Никого никогда мы там не встречали, никогда не видели света в окнах дома, никаких звуков оттуда не доносилось. Видно, там рано ложились спать. А мы с Димой лезли через забор почти ночью. Сад был ухожен, дорожки разметены, и даже был там грот. Нормальный грот с синеватой лужицей посредине.

Я стала читать свои стихи. Про Парижскую коммуну.

В тот год весенние лучи И ветер вольный, ветер марта,

Не гнали звонкие ручьи С высот Бельвиля и Монмартра.

Не развевал он кружева И кудри рыжие красоток…

Река, недвижна и мертва,

Не гнала вдаль красавиц лодок…

В весенний вечер не зажглись Сады и рощи Сен-Жермена.

Лишь пеленою стлалась высь,

Роняя облака над Сеной.

И не сновал веселый сброд Второй империи… Казалось,

Париж, как Рим, на смерть идет,

На плаху Времени… Бывало, Британский лев спешил сюда,

В Париж-вертеп, в Париж-игральню. И мчались легкие суда

От Темзы мглистой и печальной…

Из дальней сумрачной земли,

Бескрайних тайг, степей и топей Мотать отцовские рубли Сынки бояр неслись в Европу.

И слал туда же Новый Свет,

За океан, зимой и летом,

Рабовладельцев лучший цвет…

Париж угаснул, как комета.

Притихли пестрые кафе,

Сторожко слушая… Сегодня Приспешник Тьера, Галифе,

Отряд взял армии народной…

Захвачен храбрый вождь Флуранс!

Высоты взяты! Мальчуганы Кричат в бульварах: «Вив ля Франс!»

И сквозь весенние туманы,

Сквозь дальней брани смутный гром,

То отдалялся, то ближе,

Враг эмигрантским кулаком Грозит восставшему Парижу…

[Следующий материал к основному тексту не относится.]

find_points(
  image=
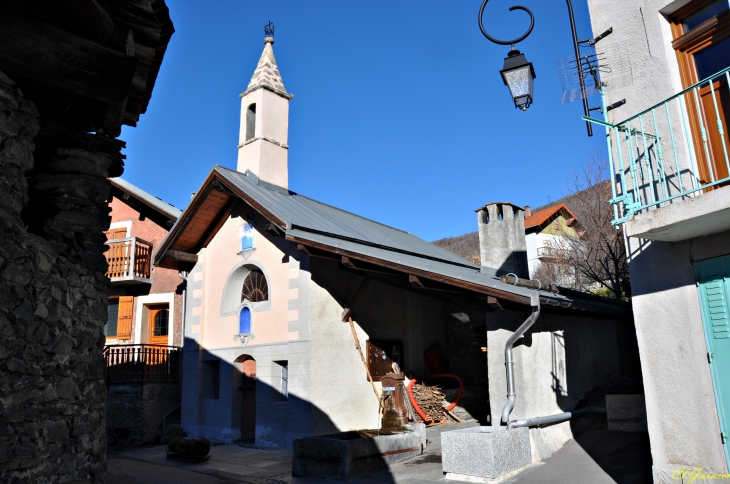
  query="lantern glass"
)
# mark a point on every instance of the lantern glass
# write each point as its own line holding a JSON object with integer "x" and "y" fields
{"x": 519, "y": 75}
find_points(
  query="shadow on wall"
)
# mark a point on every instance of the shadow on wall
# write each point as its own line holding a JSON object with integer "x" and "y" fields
{"x": 391, "y": 310}
{"x": 590, "y": 355}
{"x": 225, "y": 394}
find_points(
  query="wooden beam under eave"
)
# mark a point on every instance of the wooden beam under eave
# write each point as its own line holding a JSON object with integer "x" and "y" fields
{"x": 470, "y": 286}
{"x": 93, "y": 18}
{"x": 182, "y": 256}
{"x": 494, "y": 303}
{"x": 213, "y": 230}
{"x": 347, "y": 313}
{"x": 414, "y": 281}
{"x": 44, "y": 53}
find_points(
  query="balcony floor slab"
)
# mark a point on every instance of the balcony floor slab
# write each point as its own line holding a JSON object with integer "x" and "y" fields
{"x": 702, "y": 215}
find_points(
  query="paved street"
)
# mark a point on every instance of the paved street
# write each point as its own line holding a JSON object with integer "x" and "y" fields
{"x": 623, "y": 458}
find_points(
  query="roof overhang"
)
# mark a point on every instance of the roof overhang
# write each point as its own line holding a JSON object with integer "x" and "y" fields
{"x": 218, "y": 196}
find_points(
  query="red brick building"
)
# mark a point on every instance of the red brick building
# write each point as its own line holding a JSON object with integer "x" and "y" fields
{"x": 145, "y": 305}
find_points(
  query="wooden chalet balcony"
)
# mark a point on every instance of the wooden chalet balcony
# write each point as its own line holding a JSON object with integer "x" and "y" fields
{"x": 142, "y": 363}
{"x": 129, "y": 261}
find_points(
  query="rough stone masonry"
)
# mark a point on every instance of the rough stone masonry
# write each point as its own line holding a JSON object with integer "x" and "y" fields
{"x": 53, "y": 296}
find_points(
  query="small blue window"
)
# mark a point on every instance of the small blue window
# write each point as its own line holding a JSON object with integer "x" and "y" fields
{"x": 246, "y": 233}
{"x": 244, "y": 325}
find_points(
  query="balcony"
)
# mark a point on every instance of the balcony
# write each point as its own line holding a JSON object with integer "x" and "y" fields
{"x": 670, "y": 164}
{"x": 142, "y": 363}
{"x": 129, "y": 261}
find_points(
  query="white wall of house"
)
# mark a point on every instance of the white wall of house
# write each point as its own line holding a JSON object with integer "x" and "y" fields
{"x": 682, "y": 416}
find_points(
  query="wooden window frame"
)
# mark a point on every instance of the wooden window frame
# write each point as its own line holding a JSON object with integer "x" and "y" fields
{"x": 153, "y": 310}
{"x": 124, "y": 318}
{"x": 685, "y": 45}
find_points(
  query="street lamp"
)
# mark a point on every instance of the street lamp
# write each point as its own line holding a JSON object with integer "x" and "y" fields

Я кончила читать. Дима молчал.

— Что, опять ужас?

— Нет, это по-другому называется.

— Как же? — Я приготовилась к худшему.

— Версификация.

— Чего-чего?

Но Овидий не ответил, а спросил, в свою очередь:

— Слушай, а при чем тут галифе?

— Генерал Галифе. А… — я злорадно засмеялась, — ты думал, это брюки?

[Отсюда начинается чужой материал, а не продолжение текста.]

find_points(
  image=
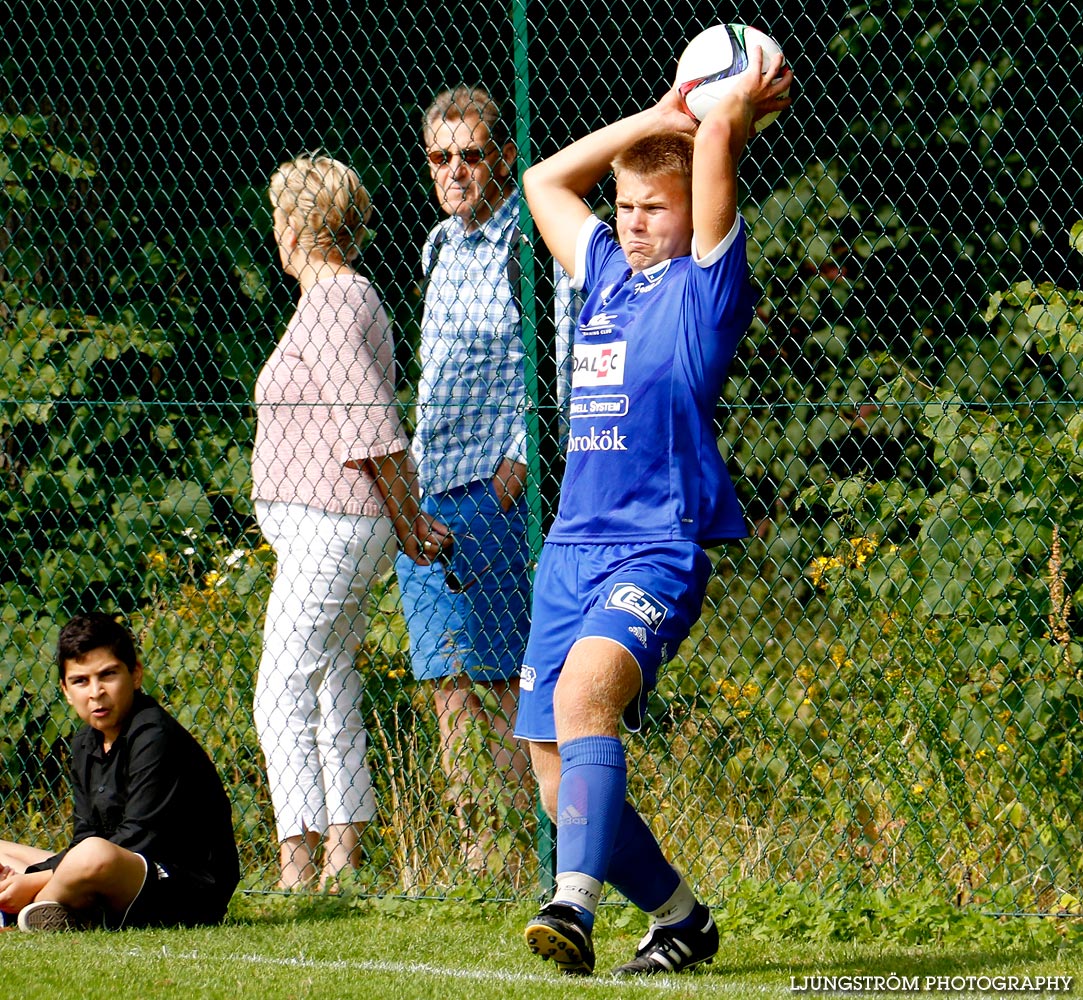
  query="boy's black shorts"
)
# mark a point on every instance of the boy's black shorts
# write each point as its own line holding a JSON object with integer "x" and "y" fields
{"x": 170, "y": 897}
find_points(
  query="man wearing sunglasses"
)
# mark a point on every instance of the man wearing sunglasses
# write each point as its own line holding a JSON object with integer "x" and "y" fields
{"x": 468, "y": 612}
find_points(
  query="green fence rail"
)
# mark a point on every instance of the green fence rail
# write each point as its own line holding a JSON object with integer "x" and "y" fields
{"x": 886, "y": 686}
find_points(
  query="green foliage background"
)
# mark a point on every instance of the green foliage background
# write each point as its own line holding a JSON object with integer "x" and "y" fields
{"x": 886, "y": 684}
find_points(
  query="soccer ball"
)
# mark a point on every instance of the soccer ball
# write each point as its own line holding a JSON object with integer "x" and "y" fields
{"x": 710, "y": 60}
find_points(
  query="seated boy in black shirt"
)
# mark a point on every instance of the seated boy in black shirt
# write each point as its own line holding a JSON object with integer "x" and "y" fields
{"x": 153, "y": 843}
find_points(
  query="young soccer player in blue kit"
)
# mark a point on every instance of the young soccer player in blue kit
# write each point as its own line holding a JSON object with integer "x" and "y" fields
{"x": 623, "y": 573}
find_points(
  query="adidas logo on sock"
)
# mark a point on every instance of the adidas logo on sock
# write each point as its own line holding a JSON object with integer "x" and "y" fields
{"x": 571, "y": 817}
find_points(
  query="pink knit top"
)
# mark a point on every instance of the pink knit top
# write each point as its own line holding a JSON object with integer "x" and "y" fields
{"x": 326, "y": 397}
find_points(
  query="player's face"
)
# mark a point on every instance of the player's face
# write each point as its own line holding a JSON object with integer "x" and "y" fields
{"x": 470, "y": 171}
{"x": 653, "y": 218}
{"x": 101, "y": 689}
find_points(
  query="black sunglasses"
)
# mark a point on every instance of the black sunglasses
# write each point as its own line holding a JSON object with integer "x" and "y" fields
{"x": 471, "y": 155}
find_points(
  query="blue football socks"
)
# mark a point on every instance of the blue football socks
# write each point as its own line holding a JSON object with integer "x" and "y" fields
{"x": 638, "y": 869}
{"x": 594, "y": 779}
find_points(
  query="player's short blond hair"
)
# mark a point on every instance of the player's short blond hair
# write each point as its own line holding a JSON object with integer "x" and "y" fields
{"x": 668, "y": 153}
{"x": 324, "y": 202}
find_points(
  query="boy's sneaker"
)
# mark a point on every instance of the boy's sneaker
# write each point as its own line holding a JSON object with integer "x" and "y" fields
{"x": 673, "y": 949}
{"x": 559, "y": 934}
{"x": 48, "y": 916}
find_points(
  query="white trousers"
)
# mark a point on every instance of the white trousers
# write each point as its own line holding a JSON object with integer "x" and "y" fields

— Конечно, — признался Дима, — если даже был такой генерал…

— Что значит «если»? У меня все — по истории.

— Неважно. Галифе в наши дни — это штаны. Назови генерала иначе.

— Как это «иначе»? Это же история…

— Но ты не историк. Ты поэт. Или хочешь быть им, — поправился Овидий.

— Ничего я не хочу, пойдем, — предложила я, опасаясь, что «версификация» окажется чем-то уж очень плохим. Выяснилось, что это — ремесленное слагание рифмованных строчек, «может каждый интеллигентный человек»…

— Хватит. — Я поднялась со скамейки, но Овидий удержал меня:

— Я бы не стал тебе говорить, если бы не был уверен, что ты — художник по натуре. Вернее, по восприятию жизни. Что касается стихов, то… Во-первых, нельзя «гнала лодок». Надо: «гнала лодки».

— Это неважно! — самолюбиво возразила я.